Pour sa part, le chargé de programmes à l’Onudc, Babacar Jean-Pierre Diouf, estime qu’il faut aujourd’hui changer de stratégies pour s’attaquer à ce fléau. ‘’Pendant longtemps, on a pensé que lutter contre la drogue, c’est armer la police, la gendarmerie, faire de la répression, mais aujourd’hui, tout le monde s’accorde que cette technique ne marche pas. Au contraire, ça crée des groupes criminels, enrichit les trafiquants et laisse notre jeunesse à la proie de ces derniers. Maintenant, il faut changer d’approche, en allant vers la réduction de la demande’’, dit-il.  C’est-à-dire faire de la prévention, du traitement, de la réinsertion sociale, de la réduction des risques. Donc, essayer d’avoir une ‘’approche équilibrée’’. M. Diouf préconise une prise en charge médicale et sanitaire des usagers. ‘’Parce que ce sont des patients qui ont besoin d’une protection, d’assistance sociale’’.

Un déficit de personnel qualifié

Le Sénégal compte pour le moment six addictologues. Or, selon le Dr Abou Sy, la problématique de la drogue intéresse la population. ‘’Donc, il faut la prendre en charge d’une manière optimale. D’où l’idée de former les gens, avec le lancement de ce diplôme universitaire pour disséminer ces connaissances au-delà des structures hospitalières. Le Sénégal compte pour le moment six addictologues, et nous avons une promotion qui va en former 13 autres, cette année’’, renseigne-t-il. L’année prochaine, l’objectif, c’est de pouvoir capitaliser ces 13-là pour en faire des formateurs. Mais aussi rechercher des bourses, par le biais des partenaires, pour aller jusqu’à 30. L’université de Dakar vient ainsi répondre, d’après lui, à ‘’une demande de la société’’.

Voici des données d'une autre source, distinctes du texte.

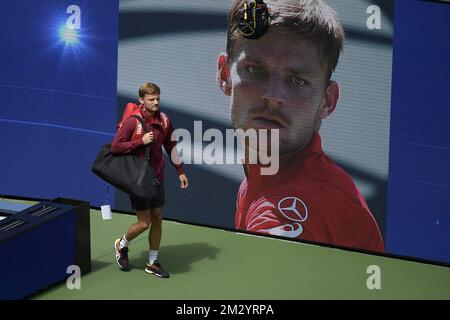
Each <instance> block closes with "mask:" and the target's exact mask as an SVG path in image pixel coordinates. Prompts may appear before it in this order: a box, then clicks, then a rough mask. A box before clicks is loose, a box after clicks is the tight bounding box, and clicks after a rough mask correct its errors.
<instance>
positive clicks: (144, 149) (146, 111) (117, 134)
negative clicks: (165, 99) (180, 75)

En effet, avec ce diplôme, l’objectif visé, d’après le chef de service psychiatrique de Fann, le Pr Mamadou Habib Thiam, est de former des médecins et non-médecins à pouvoir acquérir des compétences pour prendre en charge les personnes en difficulté avec la drogue. ‘’L’addictologie, c’est quand on est dépendant d’une substance psychoactive qui agit sur le cerveau. Les quatre addictologues que nous avions au début sont tous formés en France. C’est dans l’optique de rapprocher la formation que ce diplôme a été créé’’, ajoute-t-il.

Même si l’addictologie est très développée en Europe et dans les pays développés, il faut noter que, pour l’Afrique de l’ouest, le Sénégal est en pole position, avec le 1er centre de prise en charge en addiction, et ce 1er diplôme universitaire en addictologie.